Processing
On this page
Processing Overview
For born digital materials at the WVRHC, processing is the act of turning the Submission Information Package (SIP) into an Archival Information Package (AIP) and Dissemination Information Package (DIP). An AIP is the set of files and metadata that will be put into preservation storage while a DIP is the set of files that will be made available to a user. Typically, at the WVRHC, AIPs and DIPs are identical unless the file formats present in the original collection are unfriendly to users, there are materials that require redaction, or there are materials that are restricted by the donor. The act of processing materials will identify files impacted by these considerations and outline methods of acting on the files.
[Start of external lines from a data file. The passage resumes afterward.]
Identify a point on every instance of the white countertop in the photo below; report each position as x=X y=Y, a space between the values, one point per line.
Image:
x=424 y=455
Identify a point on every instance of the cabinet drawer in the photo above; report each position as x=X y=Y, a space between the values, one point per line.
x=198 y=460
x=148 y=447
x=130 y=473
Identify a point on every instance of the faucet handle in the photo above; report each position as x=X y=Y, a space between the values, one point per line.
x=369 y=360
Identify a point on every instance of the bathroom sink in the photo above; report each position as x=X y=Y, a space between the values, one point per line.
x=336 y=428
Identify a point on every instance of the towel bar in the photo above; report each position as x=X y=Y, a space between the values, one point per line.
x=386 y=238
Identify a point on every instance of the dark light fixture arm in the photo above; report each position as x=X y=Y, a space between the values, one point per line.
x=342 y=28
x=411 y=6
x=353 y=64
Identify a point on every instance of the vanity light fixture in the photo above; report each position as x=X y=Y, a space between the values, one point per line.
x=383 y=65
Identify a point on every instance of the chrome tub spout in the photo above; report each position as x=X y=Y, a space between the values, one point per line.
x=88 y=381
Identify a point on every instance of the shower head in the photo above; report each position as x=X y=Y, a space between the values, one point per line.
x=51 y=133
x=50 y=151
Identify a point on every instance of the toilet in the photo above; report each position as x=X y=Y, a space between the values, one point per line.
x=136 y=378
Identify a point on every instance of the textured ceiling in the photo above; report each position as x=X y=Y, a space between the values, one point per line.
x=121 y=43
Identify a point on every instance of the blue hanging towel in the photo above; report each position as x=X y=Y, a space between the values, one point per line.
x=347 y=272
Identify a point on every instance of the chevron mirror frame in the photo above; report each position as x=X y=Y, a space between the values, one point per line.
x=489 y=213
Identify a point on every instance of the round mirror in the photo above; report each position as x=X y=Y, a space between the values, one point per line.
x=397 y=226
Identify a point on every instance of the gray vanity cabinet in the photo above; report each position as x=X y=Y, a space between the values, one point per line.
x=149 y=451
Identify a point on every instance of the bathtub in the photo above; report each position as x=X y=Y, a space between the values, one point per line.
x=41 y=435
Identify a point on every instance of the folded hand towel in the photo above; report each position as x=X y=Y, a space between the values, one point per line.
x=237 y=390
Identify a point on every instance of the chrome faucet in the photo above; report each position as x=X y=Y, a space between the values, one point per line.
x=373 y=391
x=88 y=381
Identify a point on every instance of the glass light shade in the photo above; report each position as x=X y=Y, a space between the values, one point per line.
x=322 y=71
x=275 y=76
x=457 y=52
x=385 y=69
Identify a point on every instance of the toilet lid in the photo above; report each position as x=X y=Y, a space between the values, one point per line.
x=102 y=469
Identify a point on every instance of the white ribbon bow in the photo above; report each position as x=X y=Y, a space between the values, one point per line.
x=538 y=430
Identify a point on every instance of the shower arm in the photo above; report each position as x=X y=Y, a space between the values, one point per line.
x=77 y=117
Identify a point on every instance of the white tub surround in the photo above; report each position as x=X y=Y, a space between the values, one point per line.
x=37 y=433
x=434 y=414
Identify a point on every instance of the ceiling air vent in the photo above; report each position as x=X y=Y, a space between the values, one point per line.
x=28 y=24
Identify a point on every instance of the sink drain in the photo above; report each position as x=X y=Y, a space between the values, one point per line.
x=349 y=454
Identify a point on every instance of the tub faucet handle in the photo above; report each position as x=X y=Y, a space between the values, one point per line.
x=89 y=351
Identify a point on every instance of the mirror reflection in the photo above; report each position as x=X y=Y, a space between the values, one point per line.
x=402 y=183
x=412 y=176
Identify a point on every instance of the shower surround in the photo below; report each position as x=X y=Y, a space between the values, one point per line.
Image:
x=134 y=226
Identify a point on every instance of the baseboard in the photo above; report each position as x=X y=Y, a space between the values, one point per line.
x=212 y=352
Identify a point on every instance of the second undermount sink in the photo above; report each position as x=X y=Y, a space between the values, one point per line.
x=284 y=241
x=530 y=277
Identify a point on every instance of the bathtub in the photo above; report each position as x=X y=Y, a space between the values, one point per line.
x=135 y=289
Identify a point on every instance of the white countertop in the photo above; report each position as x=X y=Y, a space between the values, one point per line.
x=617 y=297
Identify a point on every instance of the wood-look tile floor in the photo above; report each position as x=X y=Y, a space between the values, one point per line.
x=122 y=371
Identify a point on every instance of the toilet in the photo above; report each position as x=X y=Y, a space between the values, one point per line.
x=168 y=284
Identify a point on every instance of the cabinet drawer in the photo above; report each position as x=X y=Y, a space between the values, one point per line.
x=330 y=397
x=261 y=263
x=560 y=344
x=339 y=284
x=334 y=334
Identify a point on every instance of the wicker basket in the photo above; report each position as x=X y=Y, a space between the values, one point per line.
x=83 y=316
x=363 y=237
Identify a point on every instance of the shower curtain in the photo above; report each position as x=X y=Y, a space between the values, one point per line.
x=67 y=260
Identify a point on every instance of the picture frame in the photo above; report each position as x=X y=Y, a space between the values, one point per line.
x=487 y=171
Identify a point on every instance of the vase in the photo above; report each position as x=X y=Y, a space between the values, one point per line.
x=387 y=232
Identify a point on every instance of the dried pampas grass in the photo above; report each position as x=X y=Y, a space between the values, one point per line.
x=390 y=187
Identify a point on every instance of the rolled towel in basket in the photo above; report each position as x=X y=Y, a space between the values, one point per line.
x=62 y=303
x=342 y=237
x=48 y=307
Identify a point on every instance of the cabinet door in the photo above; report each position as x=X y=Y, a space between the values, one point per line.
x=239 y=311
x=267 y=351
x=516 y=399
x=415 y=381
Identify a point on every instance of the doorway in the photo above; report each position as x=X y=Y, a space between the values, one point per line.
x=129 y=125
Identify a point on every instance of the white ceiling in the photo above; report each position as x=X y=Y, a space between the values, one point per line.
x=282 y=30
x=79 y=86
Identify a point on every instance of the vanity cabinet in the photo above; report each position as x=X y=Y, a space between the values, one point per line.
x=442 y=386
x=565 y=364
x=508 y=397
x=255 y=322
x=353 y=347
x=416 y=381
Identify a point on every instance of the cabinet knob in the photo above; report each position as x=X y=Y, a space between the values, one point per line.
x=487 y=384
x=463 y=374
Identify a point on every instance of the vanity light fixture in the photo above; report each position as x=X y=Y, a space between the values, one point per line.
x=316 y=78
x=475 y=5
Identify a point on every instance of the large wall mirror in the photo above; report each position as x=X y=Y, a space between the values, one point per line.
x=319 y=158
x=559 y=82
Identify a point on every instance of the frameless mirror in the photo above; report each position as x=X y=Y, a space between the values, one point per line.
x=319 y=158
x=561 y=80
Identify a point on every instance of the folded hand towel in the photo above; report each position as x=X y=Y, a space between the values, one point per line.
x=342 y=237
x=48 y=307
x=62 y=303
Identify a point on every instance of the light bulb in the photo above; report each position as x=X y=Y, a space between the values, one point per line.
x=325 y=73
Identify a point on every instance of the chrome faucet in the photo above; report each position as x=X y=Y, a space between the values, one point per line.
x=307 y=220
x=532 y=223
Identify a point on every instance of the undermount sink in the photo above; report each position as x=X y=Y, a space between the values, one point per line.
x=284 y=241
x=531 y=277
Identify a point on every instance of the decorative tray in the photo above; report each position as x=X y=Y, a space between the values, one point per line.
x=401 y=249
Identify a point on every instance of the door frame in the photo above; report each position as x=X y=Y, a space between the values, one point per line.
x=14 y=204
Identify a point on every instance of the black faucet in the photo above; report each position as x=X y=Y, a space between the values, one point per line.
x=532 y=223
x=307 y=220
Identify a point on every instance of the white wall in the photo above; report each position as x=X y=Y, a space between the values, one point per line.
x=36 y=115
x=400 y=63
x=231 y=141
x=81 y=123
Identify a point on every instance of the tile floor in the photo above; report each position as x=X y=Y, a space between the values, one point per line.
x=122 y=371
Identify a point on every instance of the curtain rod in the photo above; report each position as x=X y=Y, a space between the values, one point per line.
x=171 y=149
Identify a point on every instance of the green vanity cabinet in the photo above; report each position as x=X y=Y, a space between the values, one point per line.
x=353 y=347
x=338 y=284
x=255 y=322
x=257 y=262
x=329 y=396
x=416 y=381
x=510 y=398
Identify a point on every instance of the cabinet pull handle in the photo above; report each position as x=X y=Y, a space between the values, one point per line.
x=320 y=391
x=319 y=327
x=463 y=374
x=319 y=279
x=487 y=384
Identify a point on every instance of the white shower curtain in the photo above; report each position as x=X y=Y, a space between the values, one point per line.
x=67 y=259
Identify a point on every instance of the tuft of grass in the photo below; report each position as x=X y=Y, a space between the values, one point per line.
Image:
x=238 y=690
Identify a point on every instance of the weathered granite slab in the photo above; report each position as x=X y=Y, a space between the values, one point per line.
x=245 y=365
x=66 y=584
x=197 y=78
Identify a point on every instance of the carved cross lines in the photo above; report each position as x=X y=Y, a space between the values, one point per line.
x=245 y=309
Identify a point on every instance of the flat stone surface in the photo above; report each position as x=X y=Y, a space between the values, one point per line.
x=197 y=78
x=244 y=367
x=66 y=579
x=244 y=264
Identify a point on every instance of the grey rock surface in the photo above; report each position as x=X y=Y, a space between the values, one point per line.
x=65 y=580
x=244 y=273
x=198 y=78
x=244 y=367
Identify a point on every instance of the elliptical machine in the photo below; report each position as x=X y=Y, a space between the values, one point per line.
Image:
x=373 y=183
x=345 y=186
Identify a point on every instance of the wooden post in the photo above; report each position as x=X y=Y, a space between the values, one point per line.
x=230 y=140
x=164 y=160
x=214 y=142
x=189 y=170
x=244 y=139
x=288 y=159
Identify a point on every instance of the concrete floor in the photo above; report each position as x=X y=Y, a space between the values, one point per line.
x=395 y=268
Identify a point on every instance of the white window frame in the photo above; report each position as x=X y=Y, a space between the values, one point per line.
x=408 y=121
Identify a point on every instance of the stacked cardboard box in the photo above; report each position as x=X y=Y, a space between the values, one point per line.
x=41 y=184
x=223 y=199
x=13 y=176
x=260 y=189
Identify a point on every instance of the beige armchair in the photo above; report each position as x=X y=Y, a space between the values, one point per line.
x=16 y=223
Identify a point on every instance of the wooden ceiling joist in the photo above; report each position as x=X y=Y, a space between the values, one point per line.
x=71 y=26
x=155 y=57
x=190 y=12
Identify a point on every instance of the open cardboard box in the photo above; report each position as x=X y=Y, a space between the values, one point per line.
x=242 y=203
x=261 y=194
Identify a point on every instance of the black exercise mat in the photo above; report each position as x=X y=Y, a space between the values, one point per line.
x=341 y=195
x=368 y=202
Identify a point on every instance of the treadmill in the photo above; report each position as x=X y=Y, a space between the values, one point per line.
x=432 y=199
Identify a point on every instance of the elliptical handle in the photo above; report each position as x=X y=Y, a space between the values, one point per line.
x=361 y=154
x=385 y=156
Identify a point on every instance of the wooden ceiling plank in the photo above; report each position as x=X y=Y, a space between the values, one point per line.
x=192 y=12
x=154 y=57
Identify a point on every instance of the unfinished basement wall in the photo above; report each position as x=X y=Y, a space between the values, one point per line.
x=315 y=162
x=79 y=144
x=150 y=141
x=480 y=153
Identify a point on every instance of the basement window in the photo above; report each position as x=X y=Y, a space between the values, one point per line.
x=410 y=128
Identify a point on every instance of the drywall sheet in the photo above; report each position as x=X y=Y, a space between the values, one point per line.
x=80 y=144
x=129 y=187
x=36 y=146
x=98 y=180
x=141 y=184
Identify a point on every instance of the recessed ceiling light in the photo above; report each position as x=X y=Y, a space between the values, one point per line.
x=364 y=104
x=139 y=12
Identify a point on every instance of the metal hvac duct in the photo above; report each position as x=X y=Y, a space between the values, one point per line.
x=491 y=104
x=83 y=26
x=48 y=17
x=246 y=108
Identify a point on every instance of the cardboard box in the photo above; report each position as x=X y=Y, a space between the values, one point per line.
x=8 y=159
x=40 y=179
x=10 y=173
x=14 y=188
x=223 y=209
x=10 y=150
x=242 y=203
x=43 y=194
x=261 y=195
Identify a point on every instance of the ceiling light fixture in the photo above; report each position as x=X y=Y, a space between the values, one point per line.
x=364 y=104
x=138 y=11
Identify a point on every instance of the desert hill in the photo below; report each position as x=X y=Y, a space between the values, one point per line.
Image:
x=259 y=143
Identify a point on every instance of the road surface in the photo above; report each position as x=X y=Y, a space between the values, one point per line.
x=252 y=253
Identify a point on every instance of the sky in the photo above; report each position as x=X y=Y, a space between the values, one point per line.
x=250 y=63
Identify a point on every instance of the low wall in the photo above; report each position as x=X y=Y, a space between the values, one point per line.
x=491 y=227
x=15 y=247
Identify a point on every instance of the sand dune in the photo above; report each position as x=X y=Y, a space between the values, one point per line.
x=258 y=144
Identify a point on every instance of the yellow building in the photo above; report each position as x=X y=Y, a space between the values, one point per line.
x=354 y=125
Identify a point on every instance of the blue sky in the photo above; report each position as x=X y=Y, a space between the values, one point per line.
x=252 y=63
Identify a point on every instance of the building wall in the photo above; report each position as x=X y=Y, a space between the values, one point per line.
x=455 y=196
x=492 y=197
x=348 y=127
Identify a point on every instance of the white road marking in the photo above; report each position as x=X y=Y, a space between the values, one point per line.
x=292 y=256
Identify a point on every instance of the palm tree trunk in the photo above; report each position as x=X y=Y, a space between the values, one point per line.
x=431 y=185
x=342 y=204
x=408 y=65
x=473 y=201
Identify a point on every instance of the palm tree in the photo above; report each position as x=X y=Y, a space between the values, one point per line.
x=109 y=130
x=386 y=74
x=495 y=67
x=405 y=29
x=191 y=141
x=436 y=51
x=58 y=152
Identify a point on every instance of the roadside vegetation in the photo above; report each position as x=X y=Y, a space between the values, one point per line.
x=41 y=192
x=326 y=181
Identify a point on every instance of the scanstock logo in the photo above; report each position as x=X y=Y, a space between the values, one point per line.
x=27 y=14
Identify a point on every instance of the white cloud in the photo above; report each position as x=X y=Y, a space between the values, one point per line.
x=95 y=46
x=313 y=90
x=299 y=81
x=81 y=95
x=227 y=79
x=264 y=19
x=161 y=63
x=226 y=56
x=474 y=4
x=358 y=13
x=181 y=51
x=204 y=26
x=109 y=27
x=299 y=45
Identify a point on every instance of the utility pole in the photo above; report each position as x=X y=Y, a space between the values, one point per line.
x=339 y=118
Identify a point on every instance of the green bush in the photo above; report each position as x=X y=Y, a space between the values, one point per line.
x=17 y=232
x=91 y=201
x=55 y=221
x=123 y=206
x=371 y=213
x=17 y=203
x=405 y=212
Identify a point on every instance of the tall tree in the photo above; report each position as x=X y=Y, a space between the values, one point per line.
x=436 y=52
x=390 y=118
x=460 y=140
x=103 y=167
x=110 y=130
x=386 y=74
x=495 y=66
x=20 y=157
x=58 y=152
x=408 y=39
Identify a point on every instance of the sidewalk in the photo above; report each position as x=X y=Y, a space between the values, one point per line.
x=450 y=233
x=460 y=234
Processing for a collection is initiated based on A&M unit priorities. Hybrid collections, or collections with both physical and digital media, require coordination between the Digital Archivist and individual processing the physical A&M collection to coordinate descriptive processes. Fully born digital collections are prioritized primarily by the Digital Archivist with the A&M unit providing input on which collections must be processed sooner based on donor commitments or loan agreements.
When digital material exists alongside records in other formats, it is important that decisions and actions in processing the digital material consider and respect the organization of the whole collection. This means that, where possible, processing decisions should stray away from isolating and placing born digital materials in a separate series and instead integrating description and processing of those materials into the larger organization of the collection. The general principles of archival theory and management (original order, provenance, aggregate description) apply to born digital materials to the same degree that they apply to analog materials. This means that, in most cases, materials will not have their files renamed nor will they be manually moved except in exceptional circumstances. These circumstances should always be documented.
Born digital materials already contain much of their own description and can be computationally processed in ways that analog materials cannot. Where possible, let computers do the tasks that they are best at and focus processing efforts on the tasks at which humans excel–namely, analysis of content and context. Arrangement and description work should typically focus on higher-level folders in a directory structure or on a piece of media as a whole, as determined during appraisal. Manual arrangement and description of individual files is the exception and should be undertaken only in extraordinary cases.
Processing Workflow
Before starting to process an accession, an Archives & Manuscript collection number is needed. Request a number from Accessioning Archivist or Head of Archives & Manuscripts. Once a collection number has been assigned, generate a resource record for the collection from the original accession. If adding an accession to an existing resource record/collection, simply link the accession record to the resource record.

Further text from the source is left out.